In 1959 he drove the winning Ferrari 250 Testa Rossa in the 12 Hour race at Sebring, sharing the car with Dan Gurney, Phil Hill and Olivier Gendebien. He also went to the Indianapolis 500 with Agajanian to qualify the number 98 car but is not listed as having made any qualification attempts. In July he drove a GP Maserati at Lime Rock in July, finishing second in the 60 lap final having posted two thirds in the heats.
By the time the front-engined Scarab F1 car appeared in 1960 it had been rendered obsolete by the rear-engined Cooper and Lotus cars. Chuck struggled and the car was withdrawn after three races, though it reappeared on home soil at the end of the season. Daigh did get to drive the third works Cooper at the British GP.
That year he also raced at Le Mans, driving Lucky Casner's Camoradi Maserati Tipo 61 'Streamliner' with Masten Gregory. In practice their car was touching 170 mph on the Mulsanne, some 10 mph faster than the next quickest. At the start Gregory couldn't get the car to start and finally left the line down in 24th place. However by the end of the Mulsanne straight he was in the lead! At the first driver change the starter motor failed and it was an hour later that Chuck returned to the track. Over the next four hours they took two laps back from the leader but then on lap 82 they retired officially with electrical problems, though according to Joel Finn, it was due to Daigh over reving the engine. However we should add that it appears that Maston was at the wheel when the engine let go.
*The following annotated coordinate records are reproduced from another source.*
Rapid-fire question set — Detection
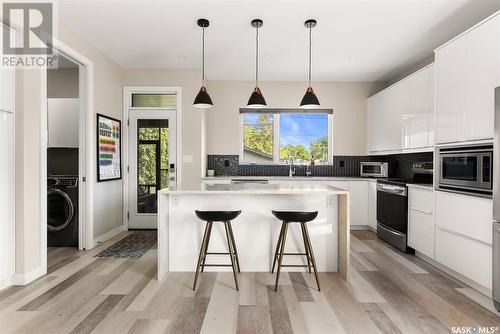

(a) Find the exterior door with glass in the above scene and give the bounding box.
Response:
[128,109,177,229]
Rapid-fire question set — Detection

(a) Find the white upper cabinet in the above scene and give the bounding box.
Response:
[382,80,410,151]
[436,15,500,143]
[367,64,434,153]
[0,23,15,112]
[405,64,434,148]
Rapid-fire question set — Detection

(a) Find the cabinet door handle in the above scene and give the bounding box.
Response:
[410,206,432,215]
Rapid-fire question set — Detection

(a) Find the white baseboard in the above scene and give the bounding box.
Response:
[415,251,492,298]
[350,225,373,231]
[0,278,12,292]
[92,225,127,249]
[11,267,47,285]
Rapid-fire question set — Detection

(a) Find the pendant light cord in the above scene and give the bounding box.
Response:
[309,27,312,87]
[201,27,205,86]
[255,27,259,87]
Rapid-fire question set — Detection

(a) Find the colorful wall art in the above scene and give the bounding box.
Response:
[97,114,122,182]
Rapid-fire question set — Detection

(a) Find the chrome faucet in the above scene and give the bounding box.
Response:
[306,164,312,176]
[288,157,295,177]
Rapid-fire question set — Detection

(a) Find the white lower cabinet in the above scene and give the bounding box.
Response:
[435,191,493,289]
[349,180,368,226]
[201,179,231,185]
[0,110,15,290]
[408,186,434,258]
[435,226,492,289]
[368,181,377,231]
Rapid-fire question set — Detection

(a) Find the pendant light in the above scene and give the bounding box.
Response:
[300,19,319,109]
[193,19,214,108]
[247,19,267,108]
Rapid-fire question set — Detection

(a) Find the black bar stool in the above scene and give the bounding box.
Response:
[271,210,321,291]
[193,210,241,291]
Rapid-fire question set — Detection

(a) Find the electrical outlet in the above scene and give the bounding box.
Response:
[326,196,335,208]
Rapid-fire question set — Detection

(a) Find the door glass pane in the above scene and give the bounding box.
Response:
[137,119,169,213]
[132,94,177,108]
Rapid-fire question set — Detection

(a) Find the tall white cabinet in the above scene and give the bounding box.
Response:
[0,24,15,290]
[367,64,435,154]
[435,14,500,144]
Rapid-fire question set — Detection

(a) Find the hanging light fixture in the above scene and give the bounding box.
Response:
[193,19,214,108]
[300,19,319,108]
[247,19,267,108]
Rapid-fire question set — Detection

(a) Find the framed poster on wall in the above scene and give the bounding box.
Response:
[97,114,122,182]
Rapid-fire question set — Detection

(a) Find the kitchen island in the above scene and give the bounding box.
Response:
[158,182,349,280]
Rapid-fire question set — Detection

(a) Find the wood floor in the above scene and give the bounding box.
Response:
[0,231,500,334]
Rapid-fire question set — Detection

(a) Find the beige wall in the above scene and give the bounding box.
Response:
[58,24,124,238]
[47,68,79,98]
[15,25,123,275]
[207,81,386,155]
[15,70,46,275]
[123,69,205,184]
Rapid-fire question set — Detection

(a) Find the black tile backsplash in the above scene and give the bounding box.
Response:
[207,152,433,178]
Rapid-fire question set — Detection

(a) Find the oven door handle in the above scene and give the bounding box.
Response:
[379,223,406,237]
[377,184,407,197]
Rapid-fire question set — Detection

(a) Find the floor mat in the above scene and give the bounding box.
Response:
[96,230,158,257]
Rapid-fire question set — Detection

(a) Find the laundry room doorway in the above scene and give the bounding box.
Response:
[40,39,95,273]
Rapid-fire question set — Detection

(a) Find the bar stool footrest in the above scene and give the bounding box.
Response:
[281,264,312,268]
[200,263,233,267]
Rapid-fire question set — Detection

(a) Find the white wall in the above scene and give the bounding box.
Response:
[207,81,386,155]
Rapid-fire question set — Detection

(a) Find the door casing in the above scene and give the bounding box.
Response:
[122,86,182,230]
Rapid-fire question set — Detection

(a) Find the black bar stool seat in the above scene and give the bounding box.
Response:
[195,210,241,222]
[193,210,241,290]
[271,210,321,291]
[271,210,318,223]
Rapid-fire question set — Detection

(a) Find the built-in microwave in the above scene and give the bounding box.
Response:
[437,146,493,197]
[359,162,389,177]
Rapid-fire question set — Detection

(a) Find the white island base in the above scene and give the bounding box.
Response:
[158,184,349,280]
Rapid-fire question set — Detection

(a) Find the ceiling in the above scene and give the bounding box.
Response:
[58,0,500,81]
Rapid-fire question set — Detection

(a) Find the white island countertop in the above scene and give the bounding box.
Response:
[159,182,349,195]
[158,182,349,280]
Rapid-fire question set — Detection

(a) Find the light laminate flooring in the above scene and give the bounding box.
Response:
[0,231,500,334]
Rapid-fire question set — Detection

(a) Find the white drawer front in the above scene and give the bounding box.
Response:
[408,208,434,259]
[435,191,493,244]
[435,226,492,289]
[409,187,434,213]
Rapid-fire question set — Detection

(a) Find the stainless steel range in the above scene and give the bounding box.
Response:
[377,162,433,252]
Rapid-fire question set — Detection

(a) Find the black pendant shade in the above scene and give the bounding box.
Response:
[247,19,267,108]
[300,87,320,109]
[193,19,214,109]
[193,86,214,108]
[247,87,267,108]
[300,19,320,109]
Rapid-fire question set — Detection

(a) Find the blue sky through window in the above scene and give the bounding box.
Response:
[280,114,328,149]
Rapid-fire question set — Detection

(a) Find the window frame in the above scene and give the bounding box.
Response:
[239,112,333,165]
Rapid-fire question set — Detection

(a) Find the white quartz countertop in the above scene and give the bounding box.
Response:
[158,182,349,195]
[201,176,377,182]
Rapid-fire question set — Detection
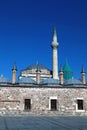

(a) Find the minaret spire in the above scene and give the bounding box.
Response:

In 1961 the Scarab F1 car raced again in the European Inter-Continental Formula. Chuck finished eight at Goodwood in the Lavant Cup and seventh in the International Trophy race. In practice for the British Empire Trophy, he crashed sustaining a cracked pelvis.
Daigh recovered and raced one of Jim Hall's early Chaparrals at Sebring in 1962. Chuck went to work for Frank Arciero in 1963. He rebuilt the Coventry Climax motor in their Lotus 19 and used it to win the Player’s 200 at Mosport beating Graham Hill, Parnelli Jones, Roger Penske and others.
He married Doris Wingard in 1950 and had two children, Denise Daigh, and Daniel Daigh. They divorced in 1965.
One of his last projects was building a Flat Head Ford Lakester to trying to break the class land speed record. Sadly he never got to finish, he passed away at Hoag Hospital in Newport Beach, California where he had been suffering from heart and respiratory illness.